IRS criminal investigators probe COVID fraud

The Internal Revenue Service's Criminal Investigation unit has been working with the Justice Department to uncover billions of dollars in fraud related to pandemic relief programs.

The division, also known as IRS-CI, said Thursday it has conducted 840 tax and money-laundering investigations tied to COVID-19 fraud, totaling more than $3.1 billion, through Sept. 30. The Department of Justice has also been working to investigate and prosecute pandemic relief fraud and on Tuesday announced new criminal charges, convictions and sentences related to COVID fraud and misuse of CARES Act funds. 

The IRS-CI investigations include a wide array of criminal activity, including fraudulently obtained loans, credits and payments as well as tax credits.

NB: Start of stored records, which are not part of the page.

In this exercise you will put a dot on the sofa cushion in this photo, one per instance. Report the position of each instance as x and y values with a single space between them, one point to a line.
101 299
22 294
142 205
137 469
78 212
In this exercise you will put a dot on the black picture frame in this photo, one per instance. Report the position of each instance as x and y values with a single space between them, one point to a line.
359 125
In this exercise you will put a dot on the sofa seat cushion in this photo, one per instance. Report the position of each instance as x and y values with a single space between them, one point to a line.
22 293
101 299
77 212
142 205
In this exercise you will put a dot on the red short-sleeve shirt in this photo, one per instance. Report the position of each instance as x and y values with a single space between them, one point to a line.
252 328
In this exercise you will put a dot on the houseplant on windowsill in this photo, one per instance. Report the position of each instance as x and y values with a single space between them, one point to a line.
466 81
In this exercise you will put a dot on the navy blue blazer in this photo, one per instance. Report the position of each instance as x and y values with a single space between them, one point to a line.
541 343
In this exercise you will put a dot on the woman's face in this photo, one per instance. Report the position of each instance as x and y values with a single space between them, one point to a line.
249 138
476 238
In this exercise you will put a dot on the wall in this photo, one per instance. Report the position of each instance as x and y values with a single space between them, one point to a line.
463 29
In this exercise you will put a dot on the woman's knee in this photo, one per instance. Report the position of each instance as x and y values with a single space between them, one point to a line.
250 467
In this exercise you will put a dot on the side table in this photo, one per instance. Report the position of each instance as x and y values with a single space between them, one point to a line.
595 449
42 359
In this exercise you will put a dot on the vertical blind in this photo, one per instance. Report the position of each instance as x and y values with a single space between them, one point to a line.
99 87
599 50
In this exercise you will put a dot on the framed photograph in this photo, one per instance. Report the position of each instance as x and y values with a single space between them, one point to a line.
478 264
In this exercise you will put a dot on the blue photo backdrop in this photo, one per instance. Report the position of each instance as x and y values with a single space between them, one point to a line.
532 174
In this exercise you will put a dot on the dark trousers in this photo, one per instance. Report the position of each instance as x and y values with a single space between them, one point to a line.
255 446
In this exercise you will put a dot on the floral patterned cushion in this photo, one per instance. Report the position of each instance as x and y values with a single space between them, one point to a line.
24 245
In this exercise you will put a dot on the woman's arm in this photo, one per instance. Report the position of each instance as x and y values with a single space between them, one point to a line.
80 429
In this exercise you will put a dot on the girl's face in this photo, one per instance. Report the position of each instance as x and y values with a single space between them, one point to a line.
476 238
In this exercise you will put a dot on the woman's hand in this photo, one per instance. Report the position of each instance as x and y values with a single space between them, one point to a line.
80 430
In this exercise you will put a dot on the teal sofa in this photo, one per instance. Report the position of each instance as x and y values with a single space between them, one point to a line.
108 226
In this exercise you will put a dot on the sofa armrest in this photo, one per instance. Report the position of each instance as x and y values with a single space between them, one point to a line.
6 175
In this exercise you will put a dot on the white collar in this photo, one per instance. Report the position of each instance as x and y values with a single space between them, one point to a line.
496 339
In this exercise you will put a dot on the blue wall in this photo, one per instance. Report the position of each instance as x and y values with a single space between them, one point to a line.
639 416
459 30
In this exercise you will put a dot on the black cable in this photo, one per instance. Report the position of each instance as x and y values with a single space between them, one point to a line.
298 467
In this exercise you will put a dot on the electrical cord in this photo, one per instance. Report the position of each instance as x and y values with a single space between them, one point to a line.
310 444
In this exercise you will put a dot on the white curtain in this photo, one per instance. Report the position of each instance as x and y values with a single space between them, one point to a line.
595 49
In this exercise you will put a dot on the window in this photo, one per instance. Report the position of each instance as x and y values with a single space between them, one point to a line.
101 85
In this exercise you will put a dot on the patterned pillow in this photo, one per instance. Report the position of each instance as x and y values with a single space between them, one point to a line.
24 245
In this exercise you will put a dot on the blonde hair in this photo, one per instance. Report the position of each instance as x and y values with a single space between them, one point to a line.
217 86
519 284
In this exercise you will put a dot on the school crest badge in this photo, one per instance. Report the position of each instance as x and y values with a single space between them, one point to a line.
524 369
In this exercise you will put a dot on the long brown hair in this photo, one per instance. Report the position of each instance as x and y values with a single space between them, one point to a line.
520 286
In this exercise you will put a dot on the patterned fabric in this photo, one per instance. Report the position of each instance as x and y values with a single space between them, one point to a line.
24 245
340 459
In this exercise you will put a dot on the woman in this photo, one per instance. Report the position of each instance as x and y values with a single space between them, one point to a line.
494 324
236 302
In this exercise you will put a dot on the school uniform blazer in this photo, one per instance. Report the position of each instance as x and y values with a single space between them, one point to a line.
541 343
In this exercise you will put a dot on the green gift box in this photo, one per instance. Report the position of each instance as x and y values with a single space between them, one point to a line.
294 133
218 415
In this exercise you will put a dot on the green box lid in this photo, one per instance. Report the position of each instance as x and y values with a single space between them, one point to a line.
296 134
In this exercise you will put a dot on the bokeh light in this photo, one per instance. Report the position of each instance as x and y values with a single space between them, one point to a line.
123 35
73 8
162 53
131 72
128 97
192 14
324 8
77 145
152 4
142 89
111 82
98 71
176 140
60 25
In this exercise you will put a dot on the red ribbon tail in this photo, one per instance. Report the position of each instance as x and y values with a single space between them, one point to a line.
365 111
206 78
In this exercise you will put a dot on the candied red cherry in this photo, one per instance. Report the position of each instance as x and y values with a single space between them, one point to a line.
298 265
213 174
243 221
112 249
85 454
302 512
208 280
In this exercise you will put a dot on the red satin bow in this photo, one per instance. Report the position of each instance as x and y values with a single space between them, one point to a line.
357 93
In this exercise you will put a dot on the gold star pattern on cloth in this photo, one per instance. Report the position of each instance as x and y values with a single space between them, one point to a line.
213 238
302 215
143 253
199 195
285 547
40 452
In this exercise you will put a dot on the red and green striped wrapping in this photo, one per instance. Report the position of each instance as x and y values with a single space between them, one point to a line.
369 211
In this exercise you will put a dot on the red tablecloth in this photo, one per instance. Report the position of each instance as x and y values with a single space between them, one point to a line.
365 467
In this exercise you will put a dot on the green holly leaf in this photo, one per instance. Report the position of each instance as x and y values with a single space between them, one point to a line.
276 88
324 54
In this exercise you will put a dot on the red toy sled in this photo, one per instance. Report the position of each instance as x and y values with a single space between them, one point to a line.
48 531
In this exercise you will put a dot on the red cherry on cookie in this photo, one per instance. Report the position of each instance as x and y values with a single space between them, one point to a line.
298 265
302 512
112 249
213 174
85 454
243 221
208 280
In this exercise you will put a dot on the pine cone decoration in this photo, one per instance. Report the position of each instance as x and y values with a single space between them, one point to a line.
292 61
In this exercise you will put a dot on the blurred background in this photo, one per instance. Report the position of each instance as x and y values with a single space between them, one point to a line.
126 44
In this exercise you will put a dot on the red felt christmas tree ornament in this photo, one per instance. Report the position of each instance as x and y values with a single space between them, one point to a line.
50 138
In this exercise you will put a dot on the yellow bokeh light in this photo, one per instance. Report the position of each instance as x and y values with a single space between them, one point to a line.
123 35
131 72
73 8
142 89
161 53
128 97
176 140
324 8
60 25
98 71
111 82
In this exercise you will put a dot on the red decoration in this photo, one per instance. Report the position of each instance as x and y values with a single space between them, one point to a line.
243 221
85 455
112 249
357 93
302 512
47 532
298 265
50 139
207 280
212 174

"These funds were meant for individuals and businesses whose lives were upended by an unprecedented pandemic," said IRS-CI Chief Jim Lee in a statement. "Our special agents aim to do right by the American people and ensure that those who misused these funds face justice for the crimes they committed."

jim lee (2).png
IRS Criminal Investigation chief Jim Lee during an online press conference of the Joint Chiefs of Global Tax Enforcement, or J5.

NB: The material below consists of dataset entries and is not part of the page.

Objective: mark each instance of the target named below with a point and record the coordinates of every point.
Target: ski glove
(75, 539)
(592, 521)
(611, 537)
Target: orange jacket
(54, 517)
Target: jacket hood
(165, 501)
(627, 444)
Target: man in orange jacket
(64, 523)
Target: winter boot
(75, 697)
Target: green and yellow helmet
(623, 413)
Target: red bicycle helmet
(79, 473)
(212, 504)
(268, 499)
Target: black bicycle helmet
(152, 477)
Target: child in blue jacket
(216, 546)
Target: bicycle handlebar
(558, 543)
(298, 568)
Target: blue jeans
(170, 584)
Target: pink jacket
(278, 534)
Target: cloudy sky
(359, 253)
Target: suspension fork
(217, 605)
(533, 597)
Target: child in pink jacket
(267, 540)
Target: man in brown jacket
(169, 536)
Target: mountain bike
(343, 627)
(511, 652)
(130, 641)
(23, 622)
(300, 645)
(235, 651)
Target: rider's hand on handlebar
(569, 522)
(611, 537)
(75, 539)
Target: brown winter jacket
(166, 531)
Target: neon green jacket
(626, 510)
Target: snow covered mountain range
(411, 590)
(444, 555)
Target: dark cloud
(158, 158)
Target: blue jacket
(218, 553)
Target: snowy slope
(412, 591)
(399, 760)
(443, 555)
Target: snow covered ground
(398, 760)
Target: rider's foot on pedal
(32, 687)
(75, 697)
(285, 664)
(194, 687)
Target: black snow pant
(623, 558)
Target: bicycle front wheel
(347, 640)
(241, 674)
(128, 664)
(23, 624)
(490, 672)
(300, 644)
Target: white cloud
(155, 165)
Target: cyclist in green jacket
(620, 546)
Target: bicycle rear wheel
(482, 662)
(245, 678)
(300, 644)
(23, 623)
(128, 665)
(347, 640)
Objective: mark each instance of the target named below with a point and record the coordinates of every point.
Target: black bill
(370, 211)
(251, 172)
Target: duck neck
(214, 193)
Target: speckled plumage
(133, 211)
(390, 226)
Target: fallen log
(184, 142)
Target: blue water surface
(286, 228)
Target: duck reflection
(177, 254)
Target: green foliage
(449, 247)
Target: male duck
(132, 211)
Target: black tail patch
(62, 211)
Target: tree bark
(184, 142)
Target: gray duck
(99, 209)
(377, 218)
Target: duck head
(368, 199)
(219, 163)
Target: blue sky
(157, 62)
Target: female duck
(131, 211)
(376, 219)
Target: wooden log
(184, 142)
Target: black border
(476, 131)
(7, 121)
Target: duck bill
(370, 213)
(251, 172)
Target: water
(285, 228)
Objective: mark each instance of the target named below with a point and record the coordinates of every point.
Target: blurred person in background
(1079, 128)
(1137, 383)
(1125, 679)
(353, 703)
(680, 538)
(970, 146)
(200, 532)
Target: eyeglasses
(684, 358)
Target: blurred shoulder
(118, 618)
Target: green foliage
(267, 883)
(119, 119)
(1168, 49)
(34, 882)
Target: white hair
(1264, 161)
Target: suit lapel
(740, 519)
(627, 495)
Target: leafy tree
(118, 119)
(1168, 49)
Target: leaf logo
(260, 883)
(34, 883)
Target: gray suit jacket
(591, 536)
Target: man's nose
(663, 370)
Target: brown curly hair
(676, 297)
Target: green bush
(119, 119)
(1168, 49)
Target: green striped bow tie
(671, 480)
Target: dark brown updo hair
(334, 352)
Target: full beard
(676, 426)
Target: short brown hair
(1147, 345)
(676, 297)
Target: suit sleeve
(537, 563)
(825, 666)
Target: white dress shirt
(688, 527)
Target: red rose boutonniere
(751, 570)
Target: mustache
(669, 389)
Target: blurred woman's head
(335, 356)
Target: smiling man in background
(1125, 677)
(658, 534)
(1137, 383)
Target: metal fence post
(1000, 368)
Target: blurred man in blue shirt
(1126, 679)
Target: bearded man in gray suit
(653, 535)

The Justice Department announced a number of cases Tuesday that IRS-CI helped investigate, including two people in California who were indicted on fraud and money laundering charges in connection with a scheme to obtain $15.9 million in CARES Act funds by submitting 41 fraudulent Paycheck Protection Program loan applications and 13 fraudulent Economic Injury Disaster Loan applications on behalf of companies they owned and controlled. In another case in Florida, a man pleaded guilty last month to bank fraud and money laundering as part of a scheme to fraudulently obtain $544,900 in PPP and EIDL funds. 

In another set of cases in Georgia, 13 defendants were sentenced since early 2021 and another five pleaded guilty for their roles in a scheme to fraudulently obtain over $12 million in PPP and EIDL funds. After the PPP loan proceeds were deposited in their businesses' bank accounts, the defendants distributed the funds through a series of transactions aimed at disguising the origins of the funds and how the funds were spent. They used the PPP loan proceeds to purchase luxury goods and vehicles, among other items.